Vigilia

Mientras caminaba hacia el metro hoy por la mañana, pensaba que era un día extraño. El aire diáfano y cristalino y el sonido las hojas de los plátanos orientales, me recordaban que llovería. Estaba intranquila.
Desde muy temprano, al prender el televisor, las noticias sólo hablaban de la precaria salud del Papa. Mostraban imágenes de su visita a Chile, justo hace 18 años. Mostraban a un hombre robusto, alegre, de personalidad fuerte, tan distinto a las últimas imágenes. Y recordé esos días de abril de 1987. Días de un sol radiante, poco usual para el mes de abril. Días en que se vivía un ambiente especial. Alegre. Fervoroso. Era feriado, y todo giraba en torno a la visita del Papa.

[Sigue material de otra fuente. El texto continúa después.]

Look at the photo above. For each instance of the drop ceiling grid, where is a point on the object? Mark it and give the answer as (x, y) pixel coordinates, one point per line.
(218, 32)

Verlo pasar, la expectativa que generaba, la gente en las calles con banderas amarillas y blancas, me temblaban las piernas de la emoción. ¡Lo vi! ¡Lo vi! Eran los gritos que se escuchaban por todos lados. Fue sólo un segundo, una aparición tan breve después de la larga espera, pero que a uno lo dejaba con el corazón agitado, como haber sido tocado por algo.
Como el Papa se alojaba en la nunciatura, cerca de mi casa, con una amiga esperábamos que pasara para verlo. Sabíamos las horas en las que salía e íbamos a saludarlo desde las barerras papales instaladas en la calle. Queríamos verlo cada vez que pudiéramos y aprovechar una oportunidad que sabíamos no se repetiría. Aunque fuera un segundo. Esos son mis recuerdos de aquellos días.
Hoy tal vez ya nos estemos preparando para recibir a un nuevo Santo Padre. Y, en cierto modo, me resisto un poco a eso. Me va a costar ver la imagen de otro hombre vestido de blanco en el balcón del Vaticano. El, que ha rezado tanto por nosotros. Este es mi minuto de rezar por él y darle las gracias por todo lo que nos ha entregado. Por esa paz que irradiaba. Por su fuerza. Por su bondad.